Después de una mañana cultural, quisimos ver el Océano Atlántico y con la moto cruzamos el famoso Puente 25 de Abril para dirigirnos a la Playa de Caparica y remojarnos los pies! Allí pudimos comer unas sardinitas asadas al lado del mar… Nos quedamos con la imagen de las barcas y la gente paseando mientras el sol se pone en el mar
Allí pensamos que por la noche habría fiesta popular en los barrios cercanos a la Sé y decidimos antes ir a cenar en algún sitio del Barrio Alto, a modo de despedida, en la Rua Barroca está lleno de restaurantes de lo más diverso en cuanto a gastronomía y precios. Y además también hay multitud de bares dónde tomar una ginginha (licor de guindas) digestiva después de cenar. Nosotros escogimos el restaurante Cravo Canela (por las reminiscencias que nos trae de Jorge Amado) y por su atractiva carta… Después de cenar fuimos a tomar un café en la cafetería modernista A Brasileira, cerca de la praça Trinidade, para después ir a la fiesta popular en las calles de la Alfama: música en directo por gentileza de una “mujer-orquestra” y entre confeti, bebida, comida y muuuuuucha gente bailando, ¡pasa la noche!
¡Esta ciudad tan encantadora ofrece tanto al viajero!
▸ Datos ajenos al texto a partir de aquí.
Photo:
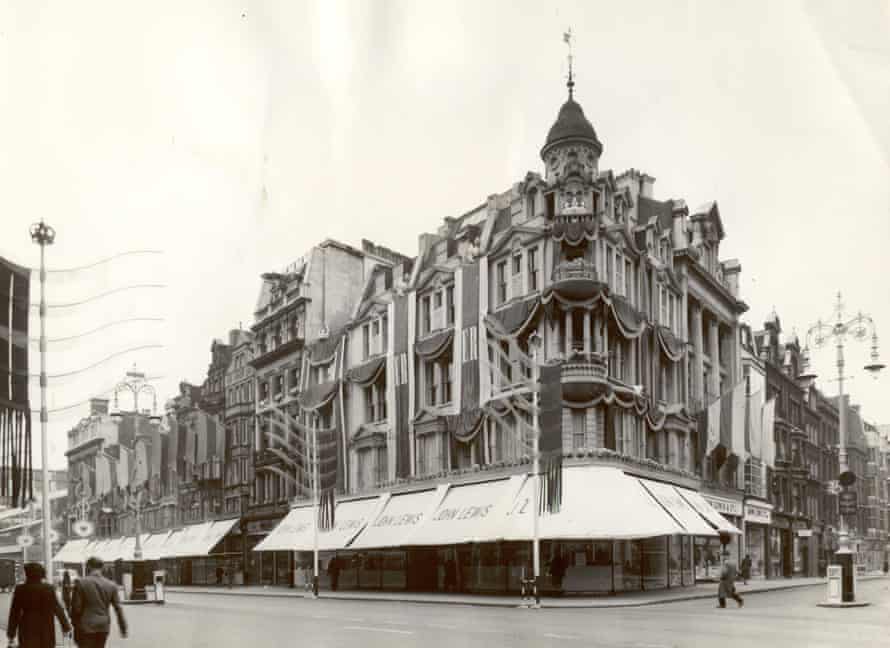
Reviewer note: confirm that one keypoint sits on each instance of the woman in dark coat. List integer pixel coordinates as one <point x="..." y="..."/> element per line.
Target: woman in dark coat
<point x="34" y="607"/>
<point x="67" y="591"/>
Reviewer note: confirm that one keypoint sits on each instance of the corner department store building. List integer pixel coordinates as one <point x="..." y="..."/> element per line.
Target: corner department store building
<point x="629" y="296"/>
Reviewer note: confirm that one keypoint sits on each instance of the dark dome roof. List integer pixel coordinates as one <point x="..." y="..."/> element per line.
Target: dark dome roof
<point x="572" y="124"/>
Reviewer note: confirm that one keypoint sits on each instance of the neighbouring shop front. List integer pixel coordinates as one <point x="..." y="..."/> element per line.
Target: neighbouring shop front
<point x="709" y="552"/>
<point x="758" y="517"/>
<point x="476" y="537"/>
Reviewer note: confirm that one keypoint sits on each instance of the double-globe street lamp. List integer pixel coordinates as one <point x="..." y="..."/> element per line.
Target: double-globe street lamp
<point x="821" y="334"/>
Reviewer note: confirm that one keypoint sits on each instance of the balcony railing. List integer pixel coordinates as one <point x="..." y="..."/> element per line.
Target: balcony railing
<point x="577" y="269"/>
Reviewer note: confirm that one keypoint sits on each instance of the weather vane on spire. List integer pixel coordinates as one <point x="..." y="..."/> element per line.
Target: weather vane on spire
<point x="567" y="39"/>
Y da para repetir de nuevo y ver las cosas que me olvidé en el tintero…. Realmente es una ciudad ideal para pasar un buen fin de semana: casi siempre tiene buen clima y sus gentes son, en general, muy agradables y acogedoras. Y sin olvidar su gastronomía, urbanismo y arquitectura llenas de historia. Así que siempre que puedo, ¡vuelvo!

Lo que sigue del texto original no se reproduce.